Com uma pressão intensa, com o intuito de barrar o pensamento construtivo do Benfica e entupir o desenvolvimento das jogadas, o Zenit sufocou os canais de comunicação da defesa e do meio-campo do Benfica, deixando os extremos e avançados à míngua. A velocidade de Shatov, Hulk e Danny, deixou o processo de transição primário dos encarnados encravado - Jardel sem capacidade de desenrolar jogo, Samaris desorientado enquanto pivot defensivo e Enzo desligado do centro de decisão das jogadas: um Benfica engasgado contra um Zenit subido e pressionante.

Os golos do Zenit transparecem o que acima é dito: perdas de bola dos encarnados na fase prematura da construção de jogo, passes errados sob pressão conjuntural (subida homogénea do Zenit, poucas linhas de passe para os defesas do Benfica) e resposta rápida e letal dos russos, com diagonais furtivas nos espaços dados pelos defesas encarnados.
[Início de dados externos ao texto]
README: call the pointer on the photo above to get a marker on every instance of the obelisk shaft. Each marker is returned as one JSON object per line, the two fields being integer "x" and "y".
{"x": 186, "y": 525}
Tanto o primeiro golo como no lance da expulsão de Artur, o Zenit ganhou com a incerteza e tremura na saída de bola do oponente.

Chegará o 4-4-2 do Benfica para invadir São Petersburgo?
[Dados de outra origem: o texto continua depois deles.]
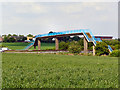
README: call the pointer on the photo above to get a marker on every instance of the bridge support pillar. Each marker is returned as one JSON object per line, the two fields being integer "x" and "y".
{"x": 39, "y": 44}
{"x": 56, "y": 43}
{"x": 93, "y": 50}
{"x": 85, "y": 46}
A pergunta é lógica e suscita-se sempre que o Benfica enfrenta uma formação de tarimba superior àquelas que normalmente encontra nas competições domésticas: chegará o habitual esquema táctico do Benfica para bater a oposição de uma equipa bem estruturada, com forte combatividade a meio-campo e três jogadores posicionados no centro do terreno, contra o duplo pivot do Benfica, assente em Samaris (médio defensivo) e Enzo (médio polivalente de construção)? A realidade dos resultados tem respondido que não.
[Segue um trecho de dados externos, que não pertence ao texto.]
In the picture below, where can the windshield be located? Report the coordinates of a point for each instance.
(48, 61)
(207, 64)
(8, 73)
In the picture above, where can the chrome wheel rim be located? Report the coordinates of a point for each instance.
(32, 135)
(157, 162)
Tendo em conta que o nível competitivo da Liga dos Campeões é bem diferente do da Liga Europa e colossalmente diferente do campeonato nacional, os resultados do Benfica na prova dos milhões têm mostrado um Benfica pouco consistente, permeável ao domínio dos adversários e normalmente incapaz de ultrapassar a fase de grupos - apenas por uma vez o Benfica de Jesus passou os grupos da «Champions». Nesta temporada, os encarnados apenas venceram um jogo em quatro realizados.

Quais as razões dessa crónica incapacidade? Apesar do Benfica ser constituído por executantes de alto calibre, dotados tecnicamente e capazes de tolher a concentração e marcação dos oponentes, a verdade é que o sistema táctico utilizado e as dinâmicas a ele inerentes deixam a estrutura encarnada exposta às virtudes combativas de adversários competentes na pressão, na ocupação de espaços e na anulação das peças do meio-campo encarnado, refém de um duplo pivot que pode facilmente ser isolado tacticamente - algo que Zenit e Bayer Leverkusen conseguiram fazer com eficácia.

Zenit - Benfica - Football tactics and formations

Acima temos os esquemas tácticos que deverão ser utilizados pelos dois técnicos portugueses: o Benfica com Samaris atrás de Enzo Pérez, utilizando os dois médios para defender e lançar as bases das jogadas, projectando os laterais ofensivos Maxi Pereira e Eliseu, e semeando os perigos Salvio-Gaitán-Talisca, trio de jogadores que tem como função dar o empurrão final no arranque do ataque encarnado. Mas, caso a pressão russa seja efectiva (usando Rondón, Hulk, Shatov e Danny), as possibilidades tácticas do Benfica sair a jogar são...diminutas.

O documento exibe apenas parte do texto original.